Item 5: Adoption of the resolution on prevention

Statement, 6 July 2018.

As delivered by Ambassador Hans Brattskar.

Mr President,

I have the honour to introduce resolution L.19 - The contribution of the Human Rights Council to the prevention of human rights violations, on behalf of the core group consisting of Colombia, Sierra Leone, Switzerland and Norway.

We bring this resolution forward to the Council cognizant that prevention of human rights violations is an integral and substantial part of the council’s mandate. GA resolution 60/251, including para 5f, outlines the Council’s mandate on prevention.

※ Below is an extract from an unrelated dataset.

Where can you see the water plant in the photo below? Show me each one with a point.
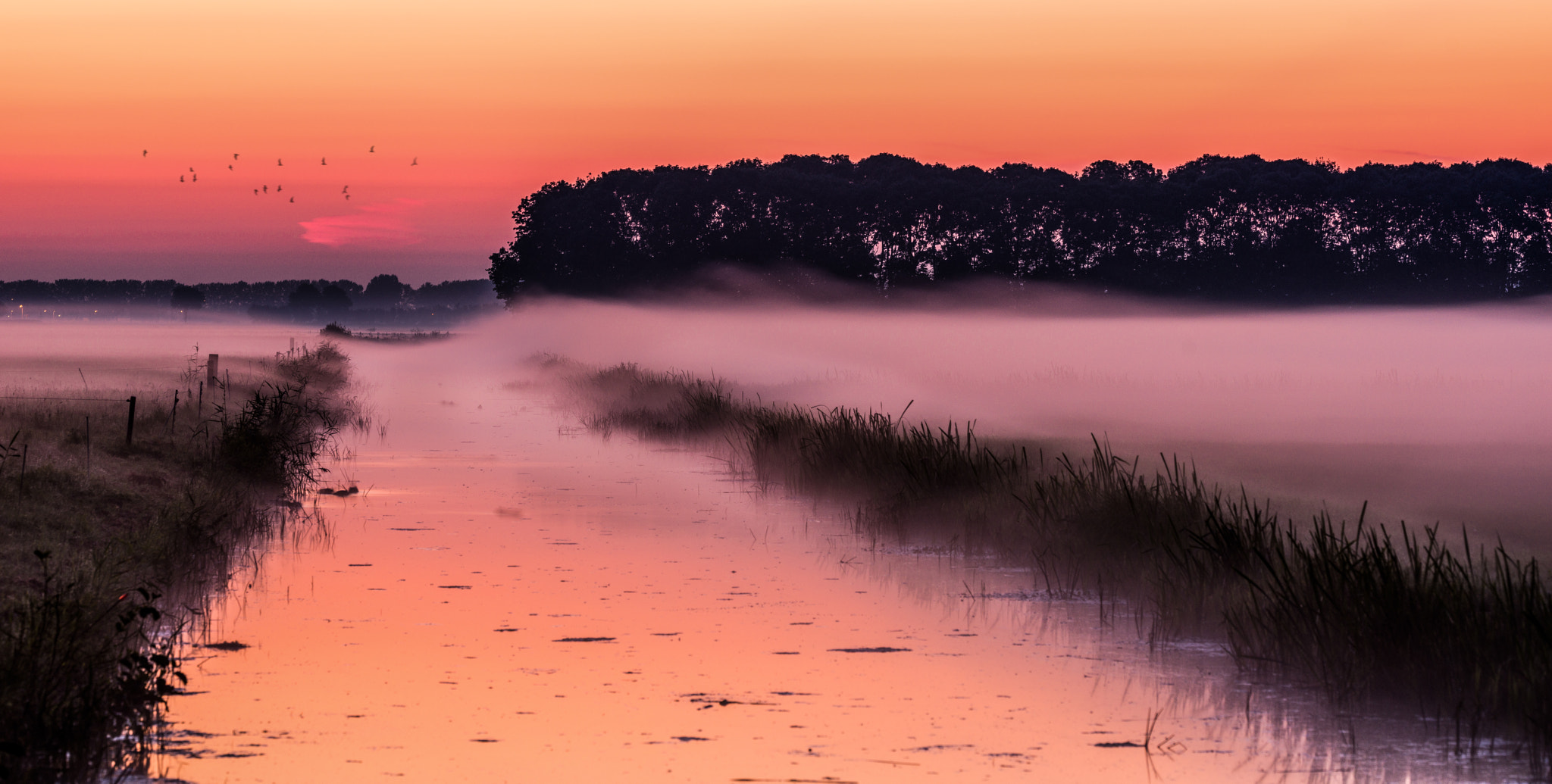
(1363, 611)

The Human Rights Council is not a static body, it is one that should be vigilant and proactive in prevention human rights violations. Through this resolution, which has been built upon two joint statements from respectively HRC 36 and HRC 37, cross-regionally supported by some 70 states, we seek to begin a dialogue and consultation process on how to the Council can effectively s contribute to the prevention of human rights violations.

The resolution, L.19, calls for two intersessional seminars to be organized in Geneva and for the HRC President to appoint a Chair-rapporteur and two rapporteurs to facilitate and chair these seminars. The resolution also calls for the rapporteurs to consult widely with relevant stakeholders including in New York to reach out to those members who are not represented here in Geneva.

The Human Rights Council should not work in a silo on prevention of human rights violations, it should “contribute” to prevention also together with other UN bodies and organs. Thus, we have tasked the rapporteurs to look at how the HRC “…can work effectively with all pillars of the United Nations system on the prevention of human rights violations, with a view to strengthening system-wide coherence and contributing to sustaining peace and the implementation of the Sustainable Development Goals”.

Through this dialogue and consultation process we hope that good ideas and proposals on how to further the Council’s work on prevention will arise. Then, when the report is submitted to the 43th session of the Council, the Council must decide if and how it can and will take these proposals forward.

We have had three open informals during this session in a constructive and transparent manner. We have appreciated the good and substantial comments received. Based upon them we have revised the text significantly to try to accommodate concerns raised by some delegations, and to streamline the main message to avoid any prejudgment of the outcome. In the sprit of continued constructive dialogue and compromise, we have decided to accommodate, as an oral revision, a one last change that was reflected in the amendment L.40 to further demonstrate our determination to arrive at balanced and consensual resolution.

The amendment L.40 will be included as a PP6 Bis and reads as follows:

“Reaffirming the existing procedures and mechanisms of the Human Rights Council, particularly the universal periodic review, the special procedures, the complaints procedure, the Advisory Committee and the open-ended intergovernmental working groups, whose mandates are relevant to the promotion and protection of human rights and the prevention of human rights violations,”

With your permission, I would like to pass the floor to the ambassador of Switzerland to finalize our introduction of L.40.